Darauf gibt der Roman keine eindeutige Antwort, wohl aber, nach einigen dezenten Andeutungen, schließlich darauf, wer für die abgesägte Hand die Verantwortung trägt. Siegloff geht es in dem Buch weniger darum, die dunkelsten Kapitel belgischer Kolonialgeschichte aufzuarbeiten. Im Vordergrund steht für ihn vielmehr, wie so unterschiedliche Menschen wie Thomas Vinçotte und Camille Van der Straeten mit für sie einschneidenden persönlichen Erlebnissen umgehen. Herausgekommen sind zum Glück keineswegs nur schwer zu entziffernde literarische Psychogramme.

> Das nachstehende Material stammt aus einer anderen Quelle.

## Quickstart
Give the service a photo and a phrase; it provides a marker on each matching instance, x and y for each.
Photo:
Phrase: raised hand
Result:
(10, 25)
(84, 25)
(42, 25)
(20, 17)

Auch in seinem neuesten Buch widersteht Siegloff gelegentlich nicht der Verlockung zu ironischen oder gar humoristischen Einschüben. So darf die belgische Nationalspeise, die in eine spitze Papiertüte geschütteten und mit einer leckeren Soße versehenen Fritten, nicht fehlen. Auch Camille erliegt der Verlockung nicht. Auch ihr steht, wie dem jetzt einarmigen Standbild, nur eine Hand zur Verfügung. Für den Frittengenuss muss sie mit der anderen die Tüte festhalten. „Du kannst dabei“, so Siegloff vermutlich auch aus eigener Anschauung, „nicht aufs Handy schauen. Ein FastFood mit Entschleunigung“ – anders als sein neuester Roman.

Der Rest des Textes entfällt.